BOWLING GREEN The saying goes, “An ounce of prevention is worth a pound of cure.” A more practical way of saying it might be, “A few minutes of conversation is worth thousands – even millions — of dollars.”
With today’s healthcare costs, any procedure, any medication, any treatment that can be avoided means tangible savings to patients and the communities in which they live and work.
Graves Gilbert Clinic in Bowling Green, Ky., prides itself on delivering high-quality, low-cost care.
“The most important intervention is the physician talking to the patient,” says Sandeep Chhabra, MD, an interventional cardiologist at Graves Gilbert. “Each patient is unique in their needs. Their treatment plan and care plan and prevention plan is individualized by a team approach.”
That team approach is optimized by the unique structure of Graves Gilbert, a physician-owned multispecialty clinic founded in 1937 by Dr. Graves and Dr. Gilbert. Graves Gilbert now includes 170 physicians covering 30 specialties. The result is that the patient has access to a wealth of resources, all in one place. Collaboration between physicians is the norm, as is a devised treatment plan which can be thoroughly communicated to the patient. An informed and engaged patient is better equipped to manage their own care, be it preventive or recovery.
The efforts of the clinic to provide their patients with preventive treatment plans resulted in a 100 percent quality score from the federal government in 2016. Nearly 400 Medicare Accountable Care Organizations (ACOs) were included in the evaluation, and only four received the 100 percent quality score.

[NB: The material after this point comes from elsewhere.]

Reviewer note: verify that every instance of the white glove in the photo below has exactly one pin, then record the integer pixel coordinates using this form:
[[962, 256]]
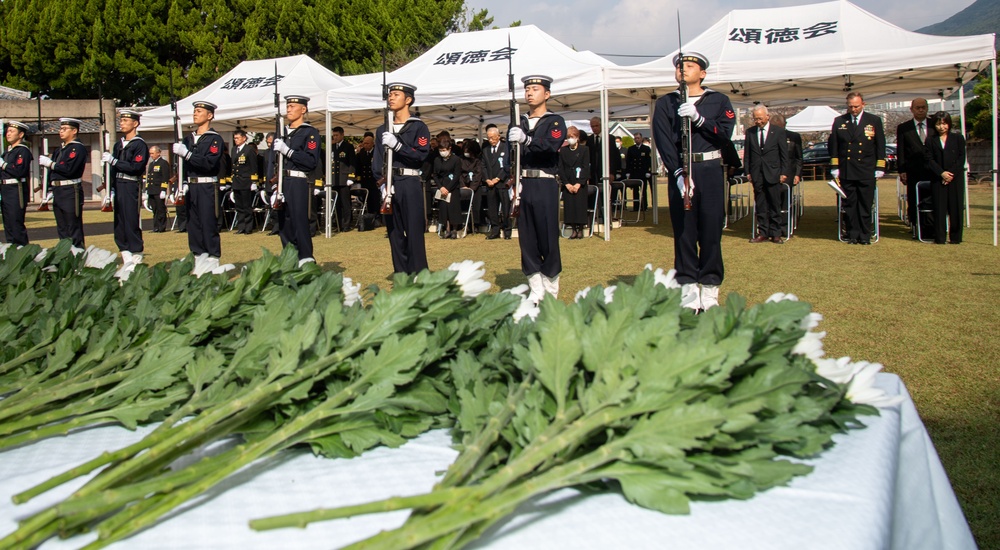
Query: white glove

In addition to the quality of care rating, Graves Gilbert’s preventative, collaborative approach saved the government an estimated $12 million in Medicare costs in 2016.
“Our focus on preventative population medicine is what puts us on the forefront of medicine in the 21st century,” says Chhabra, who completed his interventional cardiology training at Mt. Sinai Hospital in Manhattan before coming to Graves Gilbert in 2011. “The integration of the primary care and the specialty care that we have allows us to become more effective in implementing the preventative strategies to improve the health of the community, as well as be able to help them in their sickness.”

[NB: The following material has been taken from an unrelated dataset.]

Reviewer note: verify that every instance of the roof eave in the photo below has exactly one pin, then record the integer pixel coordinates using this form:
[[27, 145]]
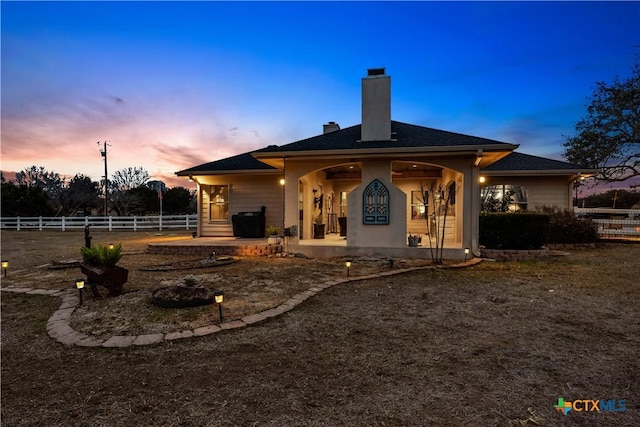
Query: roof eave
[[229, 172]]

Minimally Invasive Cardiovascular Procedures
The cardiology team at Graves Gilbert treats a wide spectrum of patients with common presentations including blockages in the heart, arrhythmias, and peripheral vascular disease.
Chhabra specializes in high-risk procedures such as high-risk coronary interventions, high-risk valve interventions, and high-risk peripheral interventions. He has helped Graves Gilbert introduce new technology and procedures to the area. For instance, recently Chhabra has begun implanting the MRI Compatible Single Chamber Pacemaker and the MRI Compatible Single Chamber ICD.
Charles Lin, MD, who performs both device electrophysiology and interventional cardiology procedures, sees nearly 3,800 patients per year and specializes in complex biventricular defibrillators. He reports that over 90 percent of his biventricular defibrillator patients improve over time – drastically higher than the national data, which shows that nearly two-thirds of the procedures are not successful. He attributes his success to his unique dual training.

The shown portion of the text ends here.